FaceWorks is impressive, but don't expect to see it in games anytime soon.

The first results of the technology were demonstrated at the GPU Technology Conference in San Jose, California. A model of a male face called Ira was made to perform several different facial expressions against a range of different lighting setups. Ira was also made to speak, screaming "take my money!" when asked about Nvidia's portable Project Shield computer.

FaceWorks is based upon technology developed by the Institute for Creative Technology, which uses over 150 cameras arranged in a spherical space to capture 30 expressions of the human face. That data is then condensed from its original 30GB size to around 300MB and rendered in realtime.
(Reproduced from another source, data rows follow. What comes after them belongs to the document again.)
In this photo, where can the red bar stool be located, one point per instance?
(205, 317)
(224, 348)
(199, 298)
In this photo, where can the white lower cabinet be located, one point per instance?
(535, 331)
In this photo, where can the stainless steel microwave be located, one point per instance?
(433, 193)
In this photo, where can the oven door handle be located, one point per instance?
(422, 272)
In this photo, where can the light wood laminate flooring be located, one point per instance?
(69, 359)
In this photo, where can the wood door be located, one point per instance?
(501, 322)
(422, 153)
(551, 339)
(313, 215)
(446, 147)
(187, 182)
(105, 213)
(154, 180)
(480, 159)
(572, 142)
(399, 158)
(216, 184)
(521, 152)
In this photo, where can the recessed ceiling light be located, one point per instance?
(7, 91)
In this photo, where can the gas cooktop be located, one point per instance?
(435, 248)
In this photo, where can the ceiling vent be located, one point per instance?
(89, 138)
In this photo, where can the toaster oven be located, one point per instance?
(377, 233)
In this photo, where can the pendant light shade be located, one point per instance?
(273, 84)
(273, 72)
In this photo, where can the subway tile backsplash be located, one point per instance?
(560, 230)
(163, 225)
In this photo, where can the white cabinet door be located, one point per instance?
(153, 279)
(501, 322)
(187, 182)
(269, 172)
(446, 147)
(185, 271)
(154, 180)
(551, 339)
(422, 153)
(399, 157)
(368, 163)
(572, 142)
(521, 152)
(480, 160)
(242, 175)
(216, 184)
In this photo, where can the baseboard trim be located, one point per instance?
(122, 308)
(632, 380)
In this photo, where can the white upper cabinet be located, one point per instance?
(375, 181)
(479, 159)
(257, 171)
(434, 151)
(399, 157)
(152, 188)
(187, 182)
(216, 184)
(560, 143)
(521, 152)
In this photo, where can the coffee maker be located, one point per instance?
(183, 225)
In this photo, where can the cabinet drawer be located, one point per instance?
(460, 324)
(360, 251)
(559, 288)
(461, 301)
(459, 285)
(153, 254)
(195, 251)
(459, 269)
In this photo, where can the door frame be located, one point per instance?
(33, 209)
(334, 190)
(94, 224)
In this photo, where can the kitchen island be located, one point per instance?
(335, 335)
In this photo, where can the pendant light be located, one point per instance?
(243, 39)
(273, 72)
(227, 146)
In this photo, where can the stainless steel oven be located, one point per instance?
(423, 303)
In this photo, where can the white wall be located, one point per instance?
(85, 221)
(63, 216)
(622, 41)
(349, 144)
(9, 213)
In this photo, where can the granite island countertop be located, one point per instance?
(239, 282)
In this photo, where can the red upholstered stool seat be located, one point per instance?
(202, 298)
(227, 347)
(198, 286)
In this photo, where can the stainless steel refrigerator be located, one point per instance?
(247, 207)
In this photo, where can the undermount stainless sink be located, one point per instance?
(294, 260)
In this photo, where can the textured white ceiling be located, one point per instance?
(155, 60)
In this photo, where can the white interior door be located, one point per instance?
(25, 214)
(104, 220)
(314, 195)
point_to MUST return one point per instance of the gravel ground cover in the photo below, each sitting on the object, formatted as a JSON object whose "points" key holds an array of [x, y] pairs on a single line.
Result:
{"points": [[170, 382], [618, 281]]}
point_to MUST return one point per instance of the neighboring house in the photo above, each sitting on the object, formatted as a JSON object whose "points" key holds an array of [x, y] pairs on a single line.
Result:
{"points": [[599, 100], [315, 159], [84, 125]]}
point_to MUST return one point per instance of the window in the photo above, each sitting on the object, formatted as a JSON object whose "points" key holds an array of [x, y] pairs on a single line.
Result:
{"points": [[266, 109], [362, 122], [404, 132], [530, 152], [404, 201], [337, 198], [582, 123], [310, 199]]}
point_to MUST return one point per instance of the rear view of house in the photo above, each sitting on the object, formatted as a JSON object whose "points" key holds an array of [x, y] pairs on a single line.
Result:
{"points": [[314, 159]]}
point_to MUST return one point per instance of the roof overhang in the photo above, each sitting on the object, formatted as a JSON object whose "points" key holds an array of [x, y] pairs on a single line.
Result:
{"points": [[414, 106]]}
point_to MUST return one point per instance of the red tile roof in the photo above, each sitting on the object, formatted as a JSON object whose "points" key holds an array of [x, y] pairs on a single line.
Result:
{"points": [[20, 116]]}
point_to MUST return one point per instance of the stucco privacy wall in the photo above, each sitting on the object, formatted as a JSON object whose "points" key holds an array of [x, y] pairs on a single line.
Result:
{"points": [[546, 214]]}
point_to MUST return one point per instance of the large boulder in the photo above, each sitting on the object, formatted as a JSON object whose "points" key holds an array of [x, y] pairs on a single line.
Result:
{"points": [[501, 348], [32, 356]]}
While the technology is certainly impressive, it's not likely to be coming to video games any time soon. Despite shrinking the size of data, actually rendering Ira at 1080p resolution requires over 2 teraflops (2 trillion floating-point operations per second) of graphics processing power. That's around half the processing power of Nvidia's latest Titan GPU, which tops out at 4.5 teraflops, and costs around $1000 (£800).

By comparison, the PlayStation 3 generates a mere 230 gigaflops, while even the upcoming PlayStation 4 tops out at 1.84 teraflops. All is not lost for fans of high-res rendering, though. At the PS4 press conference earlier this month, Quantic Dream head David Cage demonstrated its own similarly impressive face-rendering, showing that such technology may yet make its way into next-gen games.